Although Skeet’s thought processes had grown clearer and more efficient during the past two drug-free days, he still didn’t have the mental acuity needed to manage a nuclear power plant or even to be trusted to sweep the floors of one. Fortunately, he was aware of this, and he intended to think carefully through each step of his attack on Dr. Ahriman during his drive from Malibu to Newport Beach.

He was also an emotional mess, frequently breaking into tears, even sobbing. Operating a motor vehicle with badly blurred vision was particularly dangerous along the Pacific Coast Highway during the rainy season, because sudden massive mudslides and dislodged boulders the size of semitrucks tumbling onto the roadway required drivers to have the reflexes of a wired cat. Worse, the early-afternoon traffic on the freeway was southbound at eighty miles per hour, in spite of a legal limit of sixty-five, and uncontrollable sobbing at that speed could have cataclysmic consequences.

His chest and belly were sore from the impact of four Kevlar-arrested bullets. Painful cramps twisted his stomach, unrelated to the bruising, born of stress and fear. He had a migraine, which he always had after seeing his mother, whether or not anyone was shot with a crossbow during the visit.

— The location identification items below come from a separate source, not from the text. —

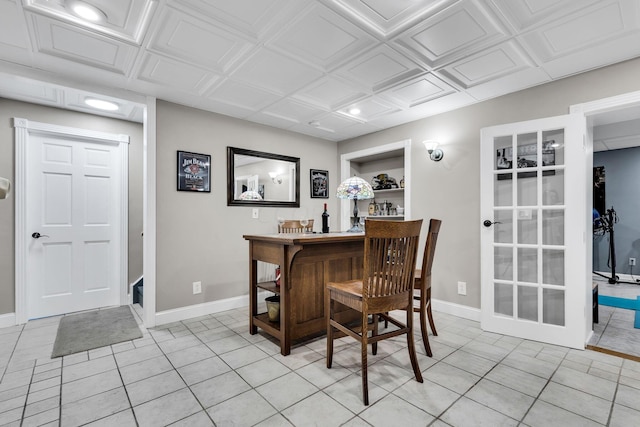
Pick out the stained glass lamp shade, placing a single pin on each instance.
(357, 189)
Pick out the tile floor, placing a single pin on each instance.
(615, 329)
(210, 371)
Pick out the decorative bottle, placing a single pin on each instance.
(325, 220)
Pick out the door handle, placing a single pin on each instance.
(488, 223)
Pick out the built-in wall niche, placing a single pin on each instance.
(393, 159)
(381, 173)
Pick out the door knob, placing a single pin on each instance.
(488, 223)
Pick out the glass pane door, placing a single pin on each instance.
(524, 290)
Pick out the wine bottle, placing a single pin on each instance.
(325, 220)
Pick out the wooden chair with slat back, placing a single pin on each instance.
(422, 284)
(390, 252)
(294, 226)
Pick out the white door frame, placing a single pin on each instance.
(345, 172)
(23, 129)
(590, 109)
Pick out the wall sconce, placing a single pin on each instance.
(275, 178)
(436, 154)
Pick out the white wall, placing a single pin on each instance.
(450, 189)
(38, 113)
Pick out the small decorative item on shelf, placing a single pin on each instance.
(383, 181)
(325, 220)
(273, 308)
(373, 208)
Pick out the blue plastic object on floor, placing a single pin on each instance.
(629, 304)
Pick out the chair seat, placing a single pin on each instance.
(389, 261)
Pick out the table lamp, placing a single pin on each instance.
(250, 195)
(357, 189)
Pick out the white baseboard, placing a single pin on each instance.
(7, 320)
(454, 309)
(183, 313)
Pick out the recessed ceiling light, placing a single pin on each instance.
(86, 11)
(102, 104)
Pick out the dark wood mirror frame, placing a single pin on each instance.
(231, 179)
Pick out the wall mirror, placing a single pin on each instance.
(264, 179)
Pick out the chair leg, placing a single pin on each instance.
(329, 314)
(423, 325)
(374, 346)
(412, 348)
(363, 350)
(431, 323)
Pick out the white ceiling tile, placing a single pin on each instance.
(513, 82)
(241, 95)
(489, 64)
(74, 44)
(164, 71)
(186, 37)
(380, 68)
(607, 53)
(340, 39)
(330, 93)
(274, 121)
(286, 63)
(13, 31)
(126, 19)
(418, 90)
(524, 14)
(387, 17)
(253, 17)
(275, 72)
(29, 91)
(293, 111)
(370, 108)
(454, 33)
(437, 106)
(329, 123)
(588, 28)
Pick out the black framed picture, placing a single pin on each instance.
(319, 184)
(194, 172)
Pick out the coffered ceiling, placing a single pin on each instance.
(303, 65)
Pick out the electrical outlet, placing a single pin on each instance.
(197, 287)
(462, 288)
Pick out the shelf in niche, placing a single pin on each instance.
(388, 190)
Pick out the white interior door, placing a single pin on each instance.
(74, 223)
(534, 209)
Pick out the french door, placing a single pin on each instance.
(534, 205)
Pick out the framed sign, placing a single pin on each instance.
(194, 172)
(319, 184)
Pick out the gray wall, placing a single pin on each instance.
(622, 191)
(450, 189)
(199, 237)
(37, 113)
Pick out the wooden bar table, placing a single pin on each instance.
(307, 261)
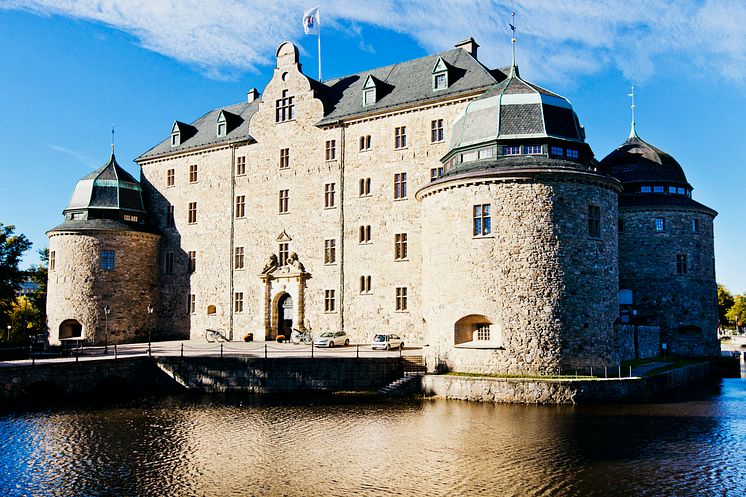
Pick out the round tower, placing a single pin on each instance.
(103, 263)
(666, 249)
(519, 240)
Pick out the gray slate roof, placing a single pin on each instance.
(397, 85)
(204, 131)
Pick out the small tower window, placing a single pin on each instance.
(440, 75)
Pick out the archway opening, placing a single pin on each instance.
(476, 329)
(70, 328)
(285, 315)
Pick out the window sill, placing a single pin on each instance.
(479, 345)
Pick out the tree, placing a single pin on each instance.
(725, 302)
(12, 247)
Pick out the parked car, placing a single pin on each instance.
(387, 341)
(332, 338)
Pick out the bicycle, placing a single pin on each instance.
(215, 335)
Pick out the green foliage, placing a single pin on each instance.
(12, 247)
(725, 302)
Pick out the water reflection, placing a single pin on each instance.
(186, 446)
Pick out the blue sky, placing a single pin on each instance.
(71, 69)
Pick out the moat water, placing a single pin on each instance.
(205, 446)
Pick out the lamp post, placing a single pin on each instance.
(150, 324)
(107, 311)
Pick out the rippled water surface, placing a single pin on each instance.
(185, 446)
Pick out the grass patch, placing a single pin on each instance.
(522, 376)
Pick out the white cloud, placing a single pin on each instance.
(556, 37)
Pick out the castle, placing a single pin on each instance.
(455, 205)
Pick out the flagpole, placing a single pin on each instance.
(318, 38)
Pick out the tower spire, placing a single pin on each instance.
(513, 71)
(632, 131)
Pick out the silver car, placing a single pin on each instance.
(387, 341)
(332, 338)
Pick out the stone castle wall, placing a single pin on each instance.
(662, 297)
(79, 289)
(547, 288)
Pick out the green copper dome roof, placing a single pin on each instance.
(107, 188)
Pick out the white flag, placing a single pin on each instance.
(311, 21)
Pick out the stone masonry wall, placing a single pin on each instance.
(79, 288)
(662, 297)
(547, 288)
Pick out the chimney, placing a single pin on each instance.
(469, 45)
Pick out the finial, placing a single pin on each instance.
(632, 131)
(513, 28)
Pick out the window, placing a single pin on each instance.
(168, 263)
(170, 216)
(238, 260)
(240, 165)
(329, 195)
(436, 131)
(482, 220)
(283, 252)
(364, 187)
(400, 246)
(401, 298)
(192, 261)
(192, 216)
(400, 185)
(284, 158)
(365, 234)
(284, 108)
(329, 301)
(331, 149)
(594, 221)
(240, 206)
(400, 137)
(107, 260)
(365, 286)
(369, 96)
(482, 332)
(330, 251)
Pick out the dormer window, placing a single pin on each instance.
(369, 91)
(175, 135)
(440, 75)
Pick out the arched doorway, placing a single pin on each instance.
(285, 315)
(70, 328)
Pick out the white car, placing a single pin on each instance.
(332, 338)
(387, 341)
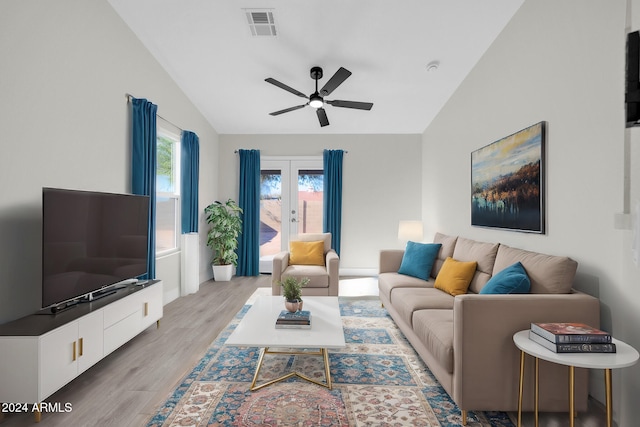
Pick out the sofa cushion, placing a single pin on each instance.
(481, 252)
(406, 301)
(306, 253)
(455, 276)
(511, 280)
(318, 277)
(548, 274)
(389, 281)
(448, 245)
(418, 259)
(435, 330)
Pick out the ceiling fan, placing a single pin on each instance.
(316, 99)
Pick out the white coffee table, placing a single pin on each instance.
(625, 356)
(257, 329)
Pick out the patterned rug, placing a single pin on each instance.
(378, 380)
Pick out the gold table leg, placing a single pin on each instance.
(521, 388)
(572, 393)
(322, 352)
(607, 383)
(536, 399)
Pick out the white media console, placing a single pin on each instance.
(41, 353)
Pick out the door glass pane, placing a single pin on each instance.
(270, 212)
(310, 187)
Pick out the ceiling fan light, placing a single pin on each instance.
(315, 101)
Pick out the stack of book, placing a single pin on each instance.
(297, 320)
(571, 338)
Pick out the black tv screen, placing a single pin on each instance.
(90, 240)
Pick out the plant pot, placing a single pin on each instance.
(222, 273)
(293, 305)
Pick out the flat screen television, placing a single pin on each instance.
(90, 241)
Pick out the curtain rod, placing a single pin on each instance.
(236, 152)
(130, 97)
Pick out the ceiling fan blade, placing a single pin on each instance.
(336, 80)
(350, 104)
(286, 110)
(285, 87)
(322, 117)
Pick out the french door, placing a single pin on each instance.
(291, 192)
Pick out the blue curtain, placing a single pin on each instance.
(143, 168)
(332, 202)
(249, 201)
(189, 172)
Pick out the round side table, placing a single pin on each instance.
(625, 356)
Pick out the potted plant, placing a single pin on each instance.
(226, 226)
(292, 291)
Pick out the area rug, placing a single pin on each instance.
(378, 380)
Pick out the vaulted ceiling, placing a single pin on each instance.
(208, 48)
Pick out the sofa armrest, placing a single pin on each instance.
(390, 260)
(484, 352)
(280, 263)
(332, 262)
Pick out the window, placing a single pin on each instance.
(167, 192)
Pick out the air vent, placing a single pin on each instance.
(261, 22)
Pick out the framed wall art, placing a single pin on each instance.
(507, 182)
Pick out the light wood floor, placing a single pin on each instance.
(128, 386)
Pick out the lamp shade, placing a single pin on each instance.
(410, 230)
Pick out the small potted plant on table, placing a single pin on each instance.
(226, 226)
(292, 291)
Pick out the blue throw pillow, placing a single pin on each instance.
(418, 259)
(511, 280)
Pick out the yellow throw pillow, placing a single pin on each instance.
(455, 276)
(306, 253)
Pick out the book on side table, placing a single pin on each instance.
(296, 320)
(570, 337)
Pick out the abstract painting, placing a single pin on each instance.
(507, 182)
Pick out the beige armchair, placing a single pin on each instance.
(323, 279)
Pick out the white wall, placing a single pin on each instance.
(66, 66)
(564, 63)
(381, 184)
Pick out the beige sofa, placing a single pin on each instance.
(466, 340)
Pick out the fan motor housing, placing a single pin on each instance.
(316, 73)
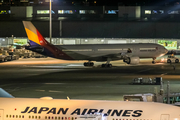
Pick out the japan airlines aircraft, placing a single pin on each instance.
(129, 53)
(47, 108)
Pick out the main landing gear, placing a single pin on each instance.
(89, 64)
(107, 65)
(153, 62)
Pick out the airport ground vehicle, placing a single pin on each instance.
(172, 59)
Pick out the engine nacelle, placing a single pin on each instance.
(132, 60)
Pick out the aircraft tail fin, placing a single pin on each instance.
(35, 38)
(40, 45)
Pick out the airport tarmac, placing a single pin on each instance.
(39, 77)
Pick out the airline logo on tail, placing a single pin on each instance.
(36, 40)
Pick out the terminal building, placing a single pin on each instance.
(94, 24)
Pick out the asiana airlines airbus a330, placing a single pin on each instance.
(47, 108)
(129, 53)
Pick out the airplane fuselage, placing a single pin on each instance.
(54, 109)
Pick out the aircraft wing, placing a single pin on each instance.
(3, 93)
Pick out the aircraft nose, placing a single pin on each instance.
(166, 51)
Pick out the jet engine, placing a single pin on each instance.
(131, 60)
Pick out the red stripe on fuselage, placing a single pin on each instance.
(55, 51)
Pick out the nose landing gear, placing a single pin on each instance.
(154, 61)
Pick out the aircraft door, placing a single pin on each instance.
(1, 114)
(165, 117)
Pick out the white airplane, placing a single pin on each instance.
(46, 108)
(129, 53)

His heartache, however, was worse than any of the physical pains that he suffered. Dusty and Martie’s house was gone, and he felt as if his own house had been burned to the ground. They were the best people in the world, Martie and Dusty, the best. They didn’t deserve such trouble. Their terrific little house gone in flames, Susan dead, Eric dead, living in fear.

More heartache assailed him when he thought of himself as a baby, his mother standing over him with a pillow in her hands, his own beautiful mother. When Dusty called her on it, she didn’t even deny that she’d been going to kill him. He knew he was a total screwup as an adult, had been a screwup as a kid, but now it seemed to him that he must have been such an obvious screwup-waiting-to-happen even as an infant that his own mother had felt justified in smothering him while he slept in his crib.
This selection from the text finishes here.